In some ways, managing cash flow is the most important job of business managers. If at any time a company fails to pay an obligation when it is due because of the lack of cash, the company is insolvent. Insolvency is the primary reason firms go bankrupt. Obviously, the prospect of such a dire consequence should compel companies to manage their cash with care. Moreover, efficient cash management means more than just preventing bankruptcy. It improves the profitability and reduces the risk to which the firm is exposed.

Cash management is particularly important for new and growing businesses. Cash flow can be a problem even when a small business has numerous clients, offers a product superior to that offered by its competitors, and enjoys a sterling reputation in its industry. Companies suffering from cash flow problems have no margin of safety in case of unanticipated expenses. They also may experience trouble in finding the funds for innovation or expansion. It is, somewhat ironically, easier to borrow money when you have money. For this reason, planning ahead is essential. Knowing when new funds will be necessary and securing those funds ahead of the need is far easier than approaching a bank once there is a funding crunch in the business.
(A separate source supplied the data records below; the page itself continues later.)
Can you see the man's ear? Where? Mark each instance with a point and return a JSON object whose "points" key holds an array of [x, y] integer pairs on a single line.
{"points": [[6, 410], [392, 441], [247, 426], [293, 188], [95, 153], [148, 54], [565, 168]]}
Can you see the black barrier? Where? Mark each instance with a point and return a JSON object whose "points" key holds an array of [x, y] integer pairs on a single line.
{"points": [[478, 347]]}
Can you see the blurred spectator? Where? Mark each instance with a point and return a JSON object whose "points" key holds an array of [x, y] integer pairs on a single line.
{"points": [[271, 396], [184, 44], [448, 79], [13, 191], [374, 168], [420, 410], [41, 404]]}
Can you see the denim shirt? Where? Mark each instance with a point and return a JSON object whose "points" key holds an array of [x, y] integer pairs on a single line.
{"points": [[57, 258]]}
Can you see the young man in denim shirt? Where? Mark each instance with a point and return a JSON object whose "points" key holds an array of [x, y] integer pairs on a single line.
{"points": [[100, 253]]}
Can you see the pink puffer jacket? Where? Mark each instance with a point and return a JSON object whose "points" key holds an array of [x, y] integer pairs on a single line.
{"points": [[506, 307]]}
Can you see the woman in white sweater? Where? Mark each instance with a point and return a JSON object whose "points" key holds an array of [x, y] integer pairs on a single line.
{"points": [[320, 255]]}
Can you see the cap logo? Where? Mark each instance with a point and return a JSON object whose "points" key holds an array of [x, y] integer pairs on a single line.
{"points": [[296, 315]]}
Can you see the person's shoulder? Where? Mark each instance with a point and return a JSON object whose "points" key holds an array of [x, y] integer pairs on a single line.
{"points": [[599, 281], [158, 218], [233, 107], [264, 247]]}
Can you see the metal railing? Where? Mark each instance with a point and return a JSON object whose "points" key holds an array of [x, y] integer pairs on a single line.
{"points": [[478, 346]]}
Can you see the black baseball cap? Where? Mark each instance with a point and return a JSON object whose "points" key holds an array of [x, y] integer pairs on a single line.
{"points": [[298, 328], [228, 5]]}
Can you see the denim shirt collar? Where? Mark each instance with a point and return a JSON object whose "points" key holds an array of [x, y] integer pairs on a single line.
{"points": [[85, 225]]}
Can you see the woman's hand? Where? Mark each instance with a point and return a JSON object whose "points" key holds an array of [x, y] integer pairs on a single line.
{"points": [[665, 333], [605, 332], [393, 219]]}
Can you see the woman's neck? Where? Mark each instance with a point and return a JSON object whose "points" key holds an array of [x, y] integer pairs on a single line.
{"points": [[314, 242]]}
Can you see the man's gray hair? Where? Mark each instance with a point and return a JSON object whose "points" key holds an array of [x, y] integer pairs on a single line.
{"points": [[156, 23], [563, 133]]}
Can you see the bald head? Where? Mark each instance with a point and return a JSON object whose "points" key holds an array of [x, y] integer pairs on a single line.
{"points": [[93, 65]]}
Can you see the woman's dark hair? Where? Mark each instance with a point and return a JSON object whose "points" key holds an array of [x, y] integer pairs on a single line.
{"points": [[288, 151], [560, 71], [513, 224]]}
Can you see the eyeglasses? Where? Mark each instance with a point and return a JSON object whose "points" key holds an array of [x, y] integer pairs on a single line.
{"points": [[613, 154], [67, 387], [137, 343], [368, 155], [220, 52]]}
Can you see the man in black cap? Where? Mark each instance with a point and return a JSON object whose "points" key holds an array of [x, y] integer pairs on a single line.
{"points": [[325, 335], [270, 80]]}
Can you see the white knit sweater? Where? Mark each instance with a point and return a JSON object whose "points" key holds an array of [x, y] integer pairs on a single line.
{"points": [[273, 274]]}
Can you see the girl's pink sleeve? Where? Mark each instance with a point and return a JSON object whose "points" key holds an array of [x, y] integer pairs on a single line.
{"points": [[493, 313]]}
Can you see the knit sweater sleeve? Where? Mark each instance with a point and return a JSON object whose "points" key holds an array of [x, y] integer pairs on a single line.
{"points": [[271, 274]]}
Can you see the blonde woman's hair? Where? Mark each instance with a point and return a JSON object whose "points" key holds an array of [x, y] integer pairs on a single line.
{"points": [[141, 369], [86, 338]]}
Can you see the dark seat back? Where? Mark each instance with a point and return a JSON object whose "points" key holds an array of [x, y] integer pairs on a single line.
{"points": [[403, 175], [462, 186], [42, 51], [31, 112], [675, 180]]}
A little-known problem associated with undercapitalization is that it can increase the likelihood of the owners of a corporation being held personally liable for business-related matters. One of the main reasons that entrepreneurs choose the corporate form of business organization is to protect themselves against personal liability for business debts and court judgments. Incorporation does not afford automatic protection, however. Corporate owners can be held personally liable in a number of situations, including cases where personal and corporate assets are commingled, the corporation does not keep adequate records, or corporate owners intentionally defraud their creditors.

But perhaps the most critical factor in determining whether there should be personal liability for corporate debts is whether the owners provided sufficient capitalization for the business. The ultimate test is whether there are enough corporate assets to satisfy corporate obligations. For example, an entrepreneur could not contribute only $500 to start a new business, knowing that it actually required an initial capital outlay of $10,000, and expect his or her personal assets to be protected in case the business became insolvent. In this instance, a court would be likely to rule that the extreme undercapitalization of the corporation made the owner personally liable for its debts.